Genomic instability

Centrosome amplification drives chromosomal instability in breast tumor development. Lingle, W. L. et al. Proc. Natl Acad. Sci. USA 99, 1978–1983 (2002) [PubMed]

About 80% of invasive breast cancers have amplified centrosomes, so does this drive chromosomal instability? By determining chromosomal instability, and centrosome number, size and microtubule nucleation in normal and cancerous breast tissue, Lingle et al. now show that centrosome size and number correlate with chromosomal instability, so centrosome amplification might contribute to tumorigenesis.

Mouse models

Genetic analysis of Pten and Ink4a/Arf interactions in the suppression of tumorigenesis in mice. You, M. J. et al. Proc. Natl Acad. Sci. USA 99, 1455–1460 (2002) [PubMed]

CDKN2A — which encodes transcripts of the tumour-suppressor proteins INK4A and ARF — and PTEN are frequently mutated in human cancer, but do they cooperate in tumorigenesis? Cdkn2a−/− Pten+/− mouse embryonic fibroblasts that are grown in low serum show higher proliferation rates than Cdkn2a−/− Pten+/+ cells, and Cdkn2a−/− Pten+/– mice are also more tumour prone and succumb to an increased range of tumour types. The two tumour-suppressor genes therefore seem to cooperate to prevent tumour formation.

Genetics

Dominant negative ATM mutations in breast cancer families. Chenevix-Trench, G. et al. J. Natl Cancer Inst. 94, 205–215 (2002) [PubMed]

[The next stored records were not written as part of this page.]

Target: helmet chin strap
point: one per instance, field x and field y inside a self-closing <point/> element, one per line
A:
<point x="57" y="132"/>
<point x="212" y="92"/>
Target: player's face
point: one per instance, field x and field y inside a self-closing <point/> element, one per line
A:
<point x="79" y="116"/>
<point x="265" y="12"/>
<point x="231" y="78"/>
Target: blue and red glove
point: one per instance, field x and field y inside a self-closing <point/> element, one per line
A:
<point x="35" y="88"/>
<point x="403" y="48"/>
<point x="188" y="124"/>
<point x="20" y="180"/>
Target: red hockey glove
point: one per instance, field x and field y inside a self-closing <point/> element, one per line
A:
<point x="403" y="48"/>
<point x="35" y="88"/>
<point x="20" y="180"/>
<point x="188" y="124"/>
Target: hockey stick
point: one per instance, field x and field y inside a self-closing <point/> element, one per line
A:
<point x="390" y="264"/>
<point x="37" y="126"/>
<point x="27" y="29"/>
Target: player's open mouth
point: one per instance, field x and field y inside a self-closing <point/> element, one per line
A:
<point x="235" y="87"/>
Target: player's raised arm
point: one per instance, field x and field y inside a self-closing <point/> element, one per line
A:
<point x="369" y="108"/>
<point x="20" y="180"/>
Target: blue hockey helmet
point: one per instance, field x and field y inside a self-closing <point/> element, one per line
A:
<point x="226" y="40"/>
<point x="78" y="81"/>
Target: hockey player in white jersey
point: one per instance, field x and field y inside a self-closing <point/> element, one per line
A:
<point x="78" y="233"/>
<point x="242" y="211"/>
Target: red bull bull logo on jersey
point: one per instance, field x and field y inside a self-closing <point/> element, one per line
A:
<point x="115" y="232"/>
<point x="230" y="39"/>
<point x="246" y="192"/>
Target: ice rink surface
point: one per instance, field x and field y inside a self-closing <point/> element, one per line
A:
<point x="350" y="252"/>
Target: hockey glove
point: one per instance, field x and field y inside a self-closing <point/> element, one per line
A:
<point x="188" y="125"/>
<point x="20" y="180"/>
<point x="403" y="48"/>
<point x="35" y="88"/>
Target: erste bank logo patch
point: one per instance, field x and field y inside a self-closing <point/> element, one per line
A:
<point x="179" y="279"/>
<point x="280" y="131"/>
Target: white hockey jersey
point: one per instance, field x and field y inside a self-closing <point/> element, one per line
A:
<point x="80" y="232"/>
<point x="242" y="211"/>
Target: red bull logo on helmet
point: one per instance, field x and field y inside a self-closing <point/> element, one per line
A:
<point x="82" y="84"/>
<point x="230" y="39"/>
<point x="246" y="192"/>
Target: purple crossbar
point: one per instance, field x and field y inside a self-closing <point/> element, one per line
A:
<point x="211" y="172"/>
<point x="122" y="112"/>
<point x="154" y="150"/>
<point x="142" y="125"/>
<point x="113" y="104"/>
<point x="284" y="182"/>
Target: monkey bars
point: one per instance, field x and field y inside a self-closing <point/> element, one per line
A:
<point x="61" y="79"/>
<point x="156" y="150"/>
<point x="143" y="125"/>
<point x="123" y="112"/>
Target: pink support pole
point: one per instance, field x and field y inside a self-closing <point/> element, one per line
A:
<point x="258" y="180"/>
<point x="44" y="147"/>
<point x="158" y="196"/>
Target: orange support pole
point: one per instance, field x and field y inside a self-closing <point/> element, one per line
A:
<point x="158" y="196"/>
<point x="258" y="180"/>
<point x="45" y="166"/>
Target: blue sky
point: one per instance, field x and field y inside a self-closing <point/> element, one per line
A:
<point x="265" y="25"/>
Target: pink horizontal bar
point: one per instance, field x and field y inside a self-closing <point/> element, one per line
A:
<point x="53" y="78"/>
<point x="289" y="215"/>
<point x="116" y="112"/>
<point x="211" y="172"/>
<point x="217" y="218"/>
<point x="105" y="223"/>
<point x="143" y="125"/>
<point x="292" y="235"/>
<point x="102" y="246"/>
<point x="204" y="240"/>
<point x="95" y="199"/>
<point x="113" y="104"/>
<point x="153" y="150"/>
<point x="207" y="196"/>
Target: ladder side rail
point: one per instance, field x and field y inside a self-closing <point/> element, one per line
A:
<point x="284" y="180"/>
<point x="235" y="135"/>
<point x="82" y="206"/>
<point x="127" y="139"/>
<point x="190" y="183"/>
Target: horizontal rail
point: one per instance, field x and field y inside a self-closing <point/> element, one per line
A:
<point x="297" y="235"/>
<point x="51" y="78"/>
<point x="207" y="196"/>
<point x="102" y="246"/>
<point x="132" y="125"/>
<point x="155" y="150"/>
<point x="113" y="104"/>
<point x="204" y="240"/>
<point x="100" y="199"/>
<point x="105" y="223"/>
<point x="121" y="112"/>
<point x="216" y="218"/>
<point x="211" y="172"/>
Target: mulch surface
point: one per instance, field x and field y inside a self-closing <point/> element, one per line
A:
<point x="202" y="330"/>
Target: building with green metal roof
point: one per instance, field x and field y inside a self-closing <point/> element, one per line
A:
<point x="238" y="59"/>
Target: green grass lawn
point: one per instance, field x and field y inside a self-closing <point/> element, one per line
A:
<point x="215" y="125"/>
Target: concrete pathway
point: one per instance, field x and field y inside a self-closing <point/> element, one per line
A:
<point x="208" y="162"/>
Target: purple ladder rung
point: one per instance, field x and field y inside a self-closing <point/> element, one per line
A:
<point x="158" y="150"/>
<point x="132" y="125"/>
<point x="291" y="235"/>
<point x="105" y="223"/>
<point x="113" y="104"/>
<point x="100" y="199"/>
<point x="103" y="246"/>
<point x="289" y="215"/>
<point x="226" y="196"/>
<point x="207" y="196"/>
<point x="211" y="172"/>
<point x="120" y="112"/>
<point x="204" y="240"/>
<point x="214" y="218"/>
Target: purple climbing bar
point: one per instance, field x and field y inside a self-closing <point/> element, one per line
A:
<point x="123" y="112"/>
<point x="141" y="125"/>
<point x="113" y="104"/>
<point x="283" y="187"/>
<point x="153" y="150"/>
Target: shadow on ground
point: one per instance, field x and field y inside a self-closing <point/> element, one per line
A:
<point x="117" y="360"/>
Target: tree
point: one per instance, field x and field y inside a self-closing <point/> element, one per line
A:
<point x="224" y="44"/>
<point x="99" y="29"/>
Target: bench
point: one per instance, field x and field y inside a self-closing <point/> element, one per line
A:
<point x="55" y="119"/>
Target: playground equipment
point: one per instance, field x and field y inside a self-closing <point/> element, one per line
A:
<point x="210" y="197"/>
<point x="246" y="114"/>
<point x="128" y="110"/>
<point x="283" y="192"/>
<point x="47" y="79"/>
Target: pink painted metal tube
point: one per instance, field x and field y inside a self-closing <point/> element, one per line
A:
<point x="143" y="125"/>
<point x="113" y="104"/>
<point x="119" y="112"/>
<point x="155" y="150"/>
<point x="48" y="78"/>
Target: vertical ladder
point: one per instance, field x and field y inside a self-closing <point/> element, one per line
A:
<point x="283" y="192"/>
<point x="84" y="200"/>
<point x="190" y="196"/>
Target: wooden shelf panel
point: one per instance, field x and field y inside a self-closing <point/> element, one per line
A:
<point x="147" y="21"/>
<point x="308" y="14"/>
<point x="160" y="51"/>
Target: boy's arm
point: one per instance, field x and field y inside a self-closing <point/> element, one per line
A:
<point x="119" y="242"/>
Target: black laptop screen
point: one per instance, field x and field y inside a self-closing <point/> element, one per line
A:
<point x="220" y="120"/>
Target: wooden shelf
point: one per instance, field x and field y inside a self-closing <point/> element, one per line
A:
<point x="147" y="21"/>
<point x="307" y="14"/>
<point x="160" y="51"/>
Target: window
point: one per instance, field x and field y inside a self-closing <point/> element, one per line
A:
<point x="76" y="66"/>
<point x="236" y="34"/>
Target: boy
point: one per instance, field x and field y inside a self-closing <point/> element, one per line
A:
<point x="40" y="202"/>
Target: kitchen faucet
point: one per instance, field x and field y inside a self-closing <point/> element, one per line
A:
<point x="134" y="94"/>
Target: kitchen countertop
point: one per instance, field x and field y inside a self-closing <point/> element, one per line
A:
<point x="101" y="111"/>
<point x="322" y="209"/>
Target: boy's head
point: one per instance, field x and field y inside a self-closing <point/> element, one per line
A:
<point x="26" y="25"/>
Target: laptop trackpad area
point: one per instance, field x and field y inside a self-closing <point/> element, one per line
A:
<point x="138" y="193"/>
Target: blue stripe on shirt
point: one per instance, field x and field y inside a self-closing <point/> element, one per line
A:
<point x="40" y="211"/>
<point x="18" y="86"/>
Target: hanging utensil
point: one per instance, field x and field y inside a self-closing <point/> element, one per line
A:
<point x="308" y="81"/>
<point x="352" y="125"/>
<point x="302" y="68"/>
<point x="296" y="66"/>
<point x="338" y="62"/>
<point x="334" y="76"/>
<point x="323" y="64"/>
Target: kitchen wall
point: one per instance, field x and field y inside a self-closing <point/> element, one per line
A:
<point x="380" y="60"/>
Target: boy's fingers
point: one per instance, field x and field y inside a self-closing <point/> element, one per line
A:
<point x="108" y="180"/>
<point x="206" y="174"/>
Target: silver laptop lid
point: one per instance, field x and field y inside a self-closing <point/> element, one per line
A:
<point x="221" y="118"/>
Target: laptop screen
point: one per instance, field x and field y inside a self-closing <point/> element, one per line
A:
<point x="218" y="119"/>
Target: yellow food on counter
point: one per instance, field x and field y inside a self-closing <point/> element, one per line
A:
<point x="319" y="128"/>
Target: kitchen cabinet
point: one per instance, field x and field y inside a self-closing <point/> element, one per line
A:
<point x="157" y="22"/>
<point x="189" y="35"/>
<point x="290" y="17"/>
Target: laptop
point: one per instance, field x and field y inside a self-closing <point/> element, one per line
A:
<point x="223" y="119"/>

Do heterozygous mutations in the ataxia-telangiectasia mutated (ATM) tumour suppressor predispose to breast cancer? Studies that indicate that ATM heterozygotes have an increased risk have not been confirmed. But Chenevix-Trench and co-workers now find two ATM mutations that co-segregate with breast cancer in three multiple-case breast cancer families. Both mutations yield a dominant-negative inhibitor of ATM, explaining the dominant nature of these mutations.

Diagnostics

Use of proteomic patterns in serum to identify ovarian cancer. Petricoin, E. F. et al. Lancet 35, 572–577 (2002) [Contents Page]

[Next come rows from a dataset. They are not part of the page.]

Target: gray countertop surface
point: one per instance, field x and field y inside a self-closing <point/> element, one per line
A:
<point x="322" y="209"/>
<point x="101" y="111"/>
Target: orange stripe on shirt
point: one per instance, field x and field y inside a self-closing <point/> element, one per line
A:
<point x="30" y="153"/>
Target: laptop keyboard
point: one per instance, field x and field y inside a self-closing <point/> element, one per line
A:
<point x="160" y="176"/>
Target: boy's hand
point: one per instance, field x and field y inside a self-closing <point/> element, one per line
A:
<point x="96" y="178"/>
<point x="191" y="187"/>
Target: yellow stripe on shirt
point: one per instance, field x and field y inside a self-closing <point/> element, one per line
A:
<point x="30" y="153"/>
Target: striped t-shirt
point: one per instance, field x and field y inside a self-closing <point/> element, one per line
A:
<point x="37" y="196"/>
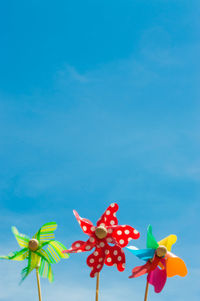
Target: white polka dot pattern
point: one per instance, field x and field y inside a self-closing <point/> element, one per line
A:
<point x="108" y="250"/>
<point x="116" y="258"/>
<point x="109" y="218"/>
<point x="123" y="234"/>
<point x="85" y="224"/>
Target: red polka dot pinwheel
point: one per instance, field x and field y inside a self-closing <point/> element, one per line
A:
<point x="107" y="237"/>
<point x="160" y="262"/>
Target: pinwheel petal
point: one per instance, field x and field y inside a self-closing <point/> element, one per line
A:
<point x="141" y="270"/>
<point x="151" y="241"/>
<point x="123" y="234"/>
<point x="18" y="256"/>
<point x="115" y="256"/>
<point x="85" y="224"/>
<point x="21" y="238"/>
<point x="157" y="278"/>
<point x="168" y="241"/>
<point x="45" y="270"/>
<point x="144" y="254"/>
<point x="175" y="266"/>
<point x="109" y="216"/>
<point x="46" y="232"/>
<point x="81" y="246"/>
<point x="33" y="262"/>
<point x="55" y="251"/>
<point x="96" y="261"/>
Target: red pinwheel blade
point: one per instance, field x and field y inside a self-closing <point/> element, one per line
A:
<point x="115" y="256"/>
<point x="86" y="225"/>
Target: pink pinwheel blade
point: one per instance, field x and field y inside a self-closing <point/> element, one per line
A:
<point x="158" y="277"/>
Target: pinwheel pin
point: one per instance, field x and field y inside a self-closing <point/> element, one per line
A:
<point x="160" y="262"/>
<point x="34" y="250"/>
<point x="108" y="239"/>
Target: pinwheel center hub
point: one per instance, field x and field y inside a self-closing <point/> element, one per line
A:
<point x="101" y="232"/>
<point x="33" y="244"/>
<point x="161" y="251"/>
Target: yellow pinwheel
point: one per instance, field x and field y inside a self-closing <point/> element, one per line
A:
<point x="160" y="262"/>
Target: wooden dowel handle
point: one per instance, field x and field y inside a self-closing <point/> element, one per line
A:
<point x="146" y="291"/>
<point x="38" y="283"/>
<point x="97" y="287"/>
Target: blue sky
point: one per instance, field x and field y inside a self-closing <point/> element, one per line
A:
<point x="99" y="102"/>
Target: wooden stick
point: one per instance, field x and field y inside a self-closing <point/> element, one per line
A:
<point x="38" y="283"/>
<point x="97" y="287"/>
<point x="146" y="291"/>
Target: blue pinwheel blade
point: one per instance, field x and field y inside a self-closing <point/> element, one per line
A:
<point x="144" y="254"/>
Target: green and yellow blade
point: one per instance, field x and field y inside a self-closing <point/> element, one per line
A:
<point x="46" y="232"/>
<point x="21" y="238"/>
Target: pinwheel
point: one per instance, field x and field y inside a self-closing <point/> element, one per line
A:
<point x="160" y="262"/>
<point x="108" y="239"/>
<point x="33" y="250"/>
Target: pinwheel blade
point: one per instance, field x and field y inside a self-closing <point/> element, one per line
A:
<point x="151" y="241"/>
<point x="168" y="241"/>
<point x="175" y="266"/>
<point x="144" y="254"/>
<point x="46" y="232"/>
<point x="21" y="238"/>
<point x="18" y="255"/>
<point x="86" y="224"/>
<point x="45" y="270"/>
<point x="55" y="251"/>
<point x="157" y="278"/>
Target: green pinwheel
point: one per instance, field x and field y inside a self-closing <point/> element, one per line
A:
<point x="41" y="251"/>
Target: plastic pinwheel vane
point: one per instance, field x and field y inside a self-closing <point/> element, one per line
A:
<point x="160" y="262"/>
<point x="34" y="251"/>
<point x="108" y="239"/>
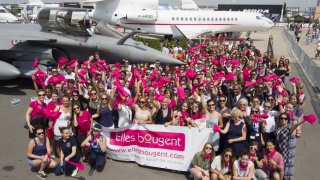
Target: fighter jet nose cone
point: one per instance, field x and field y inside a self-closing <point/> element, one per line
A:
<point x="165" y="59"/>
<point x="7" y="71"/>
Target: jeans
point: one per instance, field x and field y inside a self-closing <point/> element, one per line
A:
<point x="97" y="160"/>
<point x="66" y="169"/>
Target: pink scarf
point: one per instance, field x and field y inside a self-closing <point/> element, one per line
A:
<point x="253" y="156"/>
<point x="207" y="156"/>
<point x="270" y="155"/>
<point x="243" y="167"/>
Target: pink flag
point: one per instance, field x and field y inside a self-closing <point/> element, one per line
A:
<point x="310" y="119"/>
<point x="36" y="63"/>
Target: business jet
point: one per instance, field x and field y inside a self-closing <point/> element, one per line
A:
<point x="6" y="16"/>
<point x="138" y="15"/>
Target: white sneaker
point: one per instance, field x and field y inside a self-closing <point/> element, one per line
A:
<point x="74" y="172"/>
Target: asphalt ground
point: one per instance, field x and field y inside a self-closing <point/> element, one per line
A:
<point x="14" y="139"/>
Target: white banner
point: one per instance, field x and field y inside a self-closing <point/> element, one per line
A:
<point x="170" y="147"/>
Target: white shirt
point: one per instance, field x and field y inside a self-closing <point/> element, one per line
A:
<point x="271" y="121"/>
<point x="216" y="164"/>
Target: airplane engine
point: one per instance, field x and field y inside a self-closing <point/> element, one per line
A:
<point x="69" y="20"/>
<point x="142" y="16"/>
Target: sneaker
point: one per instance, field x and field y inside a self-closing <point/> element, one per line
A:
<point x="90" y="172"/>
<point x="42" y="175"/>
<point x="74" y="172"/>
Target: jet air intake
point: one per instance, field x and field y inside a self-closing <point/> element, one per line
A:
<point x="143" y="16"/>
<point x="69" y="20"/>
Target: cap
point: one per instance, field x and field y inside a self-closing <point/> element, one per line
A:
<point x="97" y="127"/>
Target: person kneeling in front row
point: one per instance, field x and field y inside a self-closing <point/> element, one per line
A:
<point x="69" y="153"/>
<point x="39" y="152"/>
<point x="97" y="145"/>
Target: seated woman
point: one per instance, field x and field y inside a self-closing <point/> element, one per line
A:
<point x="256" y="158"/>
<point x="272" y="161"/>
<point x="39" y="152"/>
<point x="201" y="162"/>
<point x="69" y="152"/>
<point x="236" y="133"/>
<point x="243" y="168"/>
<point x="220" y="167"/>
<point x="97" y="145"/>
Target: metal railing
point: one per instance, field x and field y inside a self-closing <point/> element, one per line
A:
<point x="310" y="68"/>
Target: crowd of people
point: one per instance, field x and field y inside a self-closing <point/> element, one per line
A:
<point x="229" y="87"/>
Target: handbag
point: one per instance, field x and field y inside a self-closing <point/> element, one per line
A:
<point x="26" y="126"/>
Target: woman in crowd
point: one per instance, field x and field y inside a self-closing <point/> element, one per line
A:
<point x="35" y="115"/>
<point x="125" y="115"/>
<point x="243" y="168"/>
<point x="97" y="145"/>
<point x="105" y="111"/>
<point x="236" y="133"/>
<point x="69" y="153"/>
<point x="197" y="116"/>
<point x="201" y="162"/>
<point x="180" y="116"/>
<point x="64" y="120"/>
<point x="287" y="65"/>
<point x="221" y="165"/>
<point x="93" y="103"/>
<point x="287" y="142"/>
<point x="39" y="152"/>
<point x="281" y="70"/>
<point x="272" y="161"/>
<point x="256" y="158"/>
<point x="255" y="126"/>
<point x="82" y="121"/>
<point x="212" y="118"/>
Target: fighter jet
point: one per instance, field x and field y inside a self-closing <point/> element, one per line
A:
<point x="60" y="35"/>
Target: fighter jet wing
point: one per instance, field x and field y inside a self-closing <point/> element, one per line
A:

There is no accurate means, at present, of detecting ovarian cancer in the early stages. This study used mass spectroscopy and algorithms designed to distinguish specific proteomic patterns to analyse blood samples from patients with and without cancer. The authors were able to correctly identify all 50 cases of ovarian cancer, including stage-I cases, and 95% of the non-cancer controls. This is a great improvement over the ovarian cancer detection technique that is used at present — identifying the tumour marker CA125 combined with ultrasound.